Lawyers outside the State Courts.PHOTO: ST FILE

While many mid-career lawyers are dropping out, some that stay on are thriving.

Mr Napolean Rafflesson Koh is eight years into his career and in July, the 32-year-old was made a partner at RHTLaw Taylor Wessing, which he joined two years ago as a senior associate.

Mr Koh, who specialises in building construction, infrastructure and engineering disputes, graduated in 2009 from the National University of Singapore and worked at WongPartnership, one of Singapore's Big Four law firms, for the first five years of his career.

He acknowledged that the job comes with a steep learning curve.
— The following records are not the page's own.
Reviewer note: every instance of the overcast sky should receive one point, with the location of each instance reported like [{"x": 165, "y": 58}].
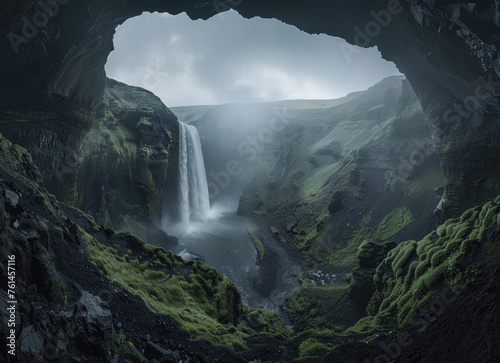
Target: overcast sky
[{"x": 231, "y": 59}]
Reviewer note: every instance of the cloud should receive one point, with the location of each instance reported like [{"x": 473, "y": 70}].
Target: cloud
[{"x": 231, "y": 59}]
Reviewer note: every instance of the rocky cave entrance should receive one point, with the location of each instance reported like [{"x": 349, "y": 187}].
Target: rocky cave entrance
[{"x": 250, "y": 70}]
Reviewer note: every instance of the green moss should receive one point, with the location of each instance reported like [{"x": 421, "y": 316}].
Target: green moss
[
  {"x": 346, "y": 256},
  {"x": 430, "y": 178},
  {"x": 394, "y": 222},
  {"x": 413, "y": 271},
  {"x": 278, "y": 236},
  {"x": 311, "y": 348},
  {"x": 257, "y": 243},
  {"x": 321, "y": 307}
]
Shortly after being called to the Bar in 2009, he had to fly to the Middle East every two weeks to help resolve an airport dispute.

"Lawyers need a lot of good support from their families, friends and the work environment," said Mr Koh, adding that his parents saw him off at the airport every time he had to go overseas.

He said the job got easier after the first three years when he better understood his work, learnt how to better achieve his targets in terms of billable hours and how to better handle clients.

It also helped that he got to practise an area of law that he preferred.

Mr Koh developed an interest in construction law after having been an intern on the construction team at an international law firm in 2005.

Given the amount of time spent at the office, he believes it is essential that the workplace be a "collegiate" environment.

"It's important to have a network of friends who understand what you're going through and whom you're able to share your problems with," said Mr Koh, who is single.

He said young lawyers should not dwell too much on trying to achieve work-life balance.

"Work is very much a big part of who you are.

"If you don't try to differentiate between your work and private life, I think it makes things easier."

He admitted though that the long hours could take their toll.

"Sometimes, you have to stay past midnight for months on end," he said, adding that lawyers needed to learn how to pace themselves so as not to get burned out.

"If you can go home early, just go home."